Note though that sinhx = -isin(ix), and so cosh²x = cos²(ix) = 1 - sin²(ix) = 1 + (-i)²sin²(ix) = 1 + sinh²x. So it follows that cosh²x - sinh²x = 1, and also that cosh2x = cos2(ix) = cos²(ix) - sin²(ix) = cosh²x + sinh²x.

This can be verified using your method, of course:

We know that coshx = 1/2(e^x + e^-x), so cosh2x = 1/2(e^2x + e^-2x).
cosh²x = 1/4(e^2x + e^-2x + 2)
sinh²x = 1/4(e^2x + e^-2x - 2)
Adding,
cosh²x + sinh²x = 1/2(e^2x + e^-2x) = cosh2x.

Bit irrelevant, but meh, useful. :biggrin:

Reply 2

Juwel

Looks like you did alright mate. I might have started with cosh(2x) = [e^(2x) + e^(-2x)]/2 and kept working.

Reply 3

CalculusMan

Juwel

Looks like you did alright mate. I might have started with cosh(2x) = [e^(2x) + e^(-2x)]/2 and kept working.
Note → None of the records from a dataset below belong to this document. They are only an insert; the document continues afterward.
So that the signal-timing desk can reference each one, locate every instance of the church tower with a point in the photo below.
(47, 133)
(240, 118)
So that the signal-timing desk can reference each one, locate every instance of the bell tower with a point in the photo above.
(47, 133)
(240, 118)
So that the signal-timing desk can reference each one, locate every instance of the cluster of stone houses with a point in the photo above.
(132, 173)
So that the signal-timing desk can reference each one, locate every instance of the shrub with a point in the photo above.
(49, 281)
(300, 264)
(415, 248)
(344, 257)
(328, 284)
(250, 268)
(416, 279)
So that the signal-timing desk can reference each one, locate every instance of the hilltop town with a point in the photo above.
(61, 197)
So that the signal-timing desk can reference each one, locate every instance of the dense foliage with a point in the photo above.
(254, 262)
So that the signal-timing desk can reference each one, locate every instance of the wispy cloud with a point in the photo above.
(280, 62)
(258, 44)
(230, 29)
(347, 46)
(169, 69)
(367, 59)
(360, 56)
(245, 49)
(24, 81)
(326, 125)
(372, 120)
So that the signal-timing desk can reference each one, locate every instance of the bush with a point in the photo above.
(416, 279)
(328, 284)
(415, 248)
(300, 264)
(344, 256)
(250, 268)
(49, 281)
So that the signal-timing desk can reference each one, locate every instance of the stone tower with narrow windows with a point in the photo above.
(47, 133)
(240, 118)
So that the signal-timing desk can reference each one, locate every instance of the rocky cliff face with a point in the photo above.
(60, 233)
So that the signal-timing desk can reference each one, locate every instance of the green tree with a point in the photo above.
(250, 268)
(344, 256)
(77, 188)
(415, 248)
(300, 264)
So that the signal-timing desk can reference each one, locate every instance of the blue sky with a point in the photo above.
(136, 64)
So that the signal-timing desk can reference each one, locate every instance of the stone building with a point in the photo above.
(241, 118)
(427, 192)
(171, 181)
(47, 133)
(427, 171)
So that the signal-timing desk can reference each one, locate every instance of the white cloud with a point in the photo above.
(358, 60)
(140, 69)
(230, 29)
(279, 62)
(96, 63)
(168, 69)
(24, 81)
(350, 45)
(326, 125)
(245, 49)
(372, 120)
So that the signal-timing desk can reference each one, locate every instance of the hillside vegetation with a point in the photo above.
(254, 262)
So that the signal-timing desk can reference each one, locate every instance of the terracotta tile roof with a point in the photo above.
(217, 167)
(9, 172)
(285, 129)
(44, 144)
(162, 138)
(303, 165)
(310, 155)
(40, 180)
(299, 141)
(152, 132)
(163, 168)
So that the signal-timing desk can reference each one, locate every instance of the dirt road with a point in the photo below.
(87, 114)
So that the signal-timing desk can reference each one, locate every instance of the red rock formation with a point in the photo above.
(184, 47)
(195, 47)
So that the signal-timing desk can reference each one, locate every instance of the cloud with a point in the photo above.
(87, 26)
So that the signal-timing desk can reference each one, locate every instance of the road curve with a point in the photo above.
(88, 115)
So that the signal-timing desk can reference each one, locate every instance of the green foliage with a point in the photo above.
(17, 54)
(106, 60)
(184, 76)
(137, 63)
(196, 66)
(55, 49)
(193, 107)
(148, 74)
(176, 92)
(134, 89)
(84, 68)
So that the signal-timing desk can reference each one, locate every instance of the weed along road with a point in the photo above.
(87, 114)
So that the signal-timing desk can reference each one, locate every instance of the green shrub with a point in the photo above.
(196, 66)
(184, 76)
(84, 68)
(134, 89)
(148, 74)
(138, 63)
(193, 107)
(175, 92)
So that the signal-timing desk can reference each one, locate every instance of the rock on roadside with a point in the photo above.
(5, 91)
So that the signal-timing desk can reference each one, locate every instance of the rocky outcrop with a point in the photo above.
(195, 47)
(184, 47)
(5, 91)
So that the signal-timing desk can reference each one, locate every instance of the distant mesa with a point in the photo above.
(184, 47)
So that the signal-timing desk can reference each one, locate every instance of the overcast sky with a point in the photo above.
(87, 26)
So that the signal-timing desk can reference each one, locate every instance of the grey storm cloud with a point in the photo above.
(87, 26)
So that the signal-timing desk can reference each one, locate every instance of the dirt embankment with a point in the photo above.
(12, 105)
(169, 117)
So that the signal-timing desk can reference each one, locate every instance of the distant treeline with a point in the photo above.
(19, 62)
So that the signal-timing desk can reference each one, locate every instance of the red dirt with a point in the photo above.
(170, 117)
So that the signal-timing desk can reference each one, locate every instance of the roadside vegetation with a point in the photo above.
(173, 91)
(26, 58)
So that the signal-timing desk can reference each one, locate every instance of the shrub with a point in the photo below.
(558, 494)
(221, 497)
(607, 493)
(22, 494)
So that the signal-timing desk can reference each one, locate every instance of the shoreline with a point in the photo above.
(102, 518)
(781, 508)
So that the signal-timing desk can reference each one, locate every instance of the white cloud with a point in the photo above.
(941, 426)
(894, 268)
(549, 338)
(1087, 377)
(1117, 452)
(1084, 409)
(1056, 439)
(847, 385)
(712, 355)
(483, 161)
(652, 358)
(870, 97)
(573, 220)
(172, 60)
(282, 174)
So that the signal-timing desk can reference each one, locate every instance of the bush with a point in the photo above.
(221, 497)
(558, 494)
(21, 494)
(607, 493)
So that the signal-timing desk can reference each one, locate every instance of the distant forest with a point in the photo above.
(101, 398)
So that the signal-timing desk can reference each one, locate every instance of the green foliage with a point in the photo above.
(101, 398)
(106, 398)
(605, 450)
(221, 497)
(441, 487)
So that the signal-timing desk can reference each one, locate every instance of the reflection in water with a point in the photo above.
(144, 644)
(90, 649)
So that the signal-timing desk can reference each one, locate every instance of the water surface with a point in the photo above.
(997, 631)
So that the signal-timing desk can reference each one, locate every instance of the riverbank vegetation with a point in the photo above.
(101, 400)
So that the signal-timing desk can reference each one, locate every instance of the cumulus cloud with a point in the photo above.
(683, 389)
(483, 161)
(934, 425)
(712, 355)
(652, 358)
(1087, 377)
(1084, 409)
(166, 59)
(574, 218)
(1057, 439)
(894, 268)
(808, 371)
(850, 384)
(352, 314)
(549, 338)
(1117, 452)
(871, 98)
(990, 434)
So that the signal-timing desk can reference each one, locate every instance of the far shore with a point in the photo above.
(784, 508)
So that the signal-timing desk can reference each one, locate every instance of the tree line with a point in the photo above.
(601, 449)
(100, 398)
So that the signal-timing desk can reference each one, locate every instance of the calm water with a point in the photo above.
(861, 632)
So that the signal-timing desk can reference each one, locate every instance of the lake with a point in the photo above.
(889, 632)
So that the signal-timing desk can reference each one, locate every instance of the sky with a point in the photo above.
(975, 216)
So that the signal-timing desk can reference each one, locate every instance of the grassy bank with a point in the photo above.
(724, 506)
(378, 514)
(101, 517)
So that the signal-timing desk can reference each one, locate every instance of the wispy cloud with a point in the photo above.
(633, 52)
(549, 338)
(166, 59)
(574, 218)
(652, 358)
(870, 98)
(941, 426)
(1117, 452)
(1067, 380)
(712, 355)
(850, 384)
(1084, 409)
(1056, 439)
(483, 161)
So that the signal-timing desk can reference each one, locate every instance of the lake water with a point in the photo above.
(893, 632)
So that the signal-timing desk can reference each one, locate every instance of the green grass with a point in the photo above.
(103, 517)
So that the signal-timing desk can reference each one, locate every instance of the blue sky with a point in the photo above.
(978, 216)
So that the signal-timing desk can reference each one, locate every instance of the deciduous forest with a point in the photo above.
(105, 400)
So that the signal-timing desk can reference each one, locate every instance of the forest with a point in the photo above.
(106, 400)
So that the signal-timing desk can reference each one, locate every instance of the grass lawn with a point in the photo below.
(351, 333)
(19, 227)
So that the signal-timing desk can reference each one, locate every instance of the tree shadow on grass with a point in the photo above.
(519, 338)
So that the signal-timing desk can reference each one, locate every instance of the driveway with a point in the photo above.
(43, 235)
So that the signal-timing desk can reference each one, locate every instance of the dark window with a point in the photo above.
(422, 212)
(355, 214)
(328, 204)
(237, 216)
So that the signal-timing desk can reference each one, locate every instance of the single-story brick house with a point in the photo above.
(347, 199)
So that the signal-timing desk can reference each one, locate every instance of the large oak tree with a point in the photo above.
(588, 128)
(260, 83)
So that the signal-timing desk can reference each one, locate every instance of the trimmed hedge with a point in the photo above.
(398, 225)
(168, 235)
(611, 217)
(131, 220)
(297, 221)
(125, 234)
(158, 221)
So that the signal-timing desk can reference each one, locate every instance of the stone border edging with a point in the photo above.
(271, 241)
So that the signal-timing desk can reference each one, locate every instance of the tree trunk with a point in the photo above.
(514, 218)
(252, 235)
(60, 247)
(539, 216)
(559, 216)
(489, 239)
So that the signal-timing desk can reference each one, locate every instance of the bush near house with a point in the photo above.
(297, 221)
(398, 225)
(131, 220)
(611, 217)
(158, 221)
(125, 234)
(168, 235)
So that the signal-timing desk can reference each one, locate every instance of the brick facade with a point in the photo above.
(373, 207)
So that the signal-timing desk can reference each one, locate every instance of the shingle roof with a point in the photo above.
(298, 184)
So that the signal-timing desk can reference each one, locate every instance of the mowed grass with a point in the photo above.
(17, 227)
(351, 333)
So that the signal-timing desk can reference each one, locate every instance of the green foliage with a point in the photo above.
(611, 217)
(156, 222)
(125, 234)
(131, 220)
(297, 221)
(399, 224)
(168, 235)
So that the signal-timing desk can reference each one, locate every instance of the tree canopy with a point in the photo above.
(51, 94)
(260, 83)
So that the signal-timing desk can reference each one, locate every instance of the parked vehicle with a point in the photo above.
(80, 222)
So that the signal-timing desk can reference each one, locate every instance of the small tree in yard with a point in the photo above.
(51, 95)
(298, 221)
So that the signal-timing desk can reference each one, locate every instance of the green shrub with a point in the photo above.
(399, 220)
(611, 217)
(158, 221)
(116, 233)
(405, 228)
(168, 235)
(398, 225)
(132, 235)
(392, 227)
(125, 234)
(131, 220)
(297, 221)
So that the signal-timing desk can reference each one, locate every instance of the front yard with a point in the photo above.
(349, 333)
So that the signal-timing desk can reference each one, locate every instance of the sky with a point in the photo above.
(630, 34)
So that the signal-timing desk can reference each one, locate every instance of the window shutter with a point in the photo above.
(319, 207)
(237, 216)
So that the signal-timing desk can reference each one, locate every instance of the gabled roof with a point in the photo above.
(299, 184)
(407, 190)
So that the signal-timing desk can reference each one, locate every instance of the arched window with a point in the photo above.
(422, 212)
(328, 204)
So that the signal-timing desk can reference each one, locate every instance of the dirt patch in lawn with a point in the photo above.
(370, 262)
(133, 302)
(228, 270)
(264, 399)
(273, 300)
I tried this way but couldn't get actually get anywhere. Any ideas on how to start it off?

Cheers guys for your help.

Reply 4

generalebriety

CalculusMan

I tried this way but couldn't get actually get anywhere. Any ideas on how to start it off?

Cheers guys for your help.

cosh(2x) = [e^(2x) + e^(-2x)]/2
= [(e^x)^2 + (e^-x)^2]/2
= [(e^x)^2 + (e^-x)^2 + 2 - 2]/2
= [(e^x + e^-x)^2 - 2]/2
= [(e^x + e^-x)^2]/2 - 1
= cosh^2 x - 1.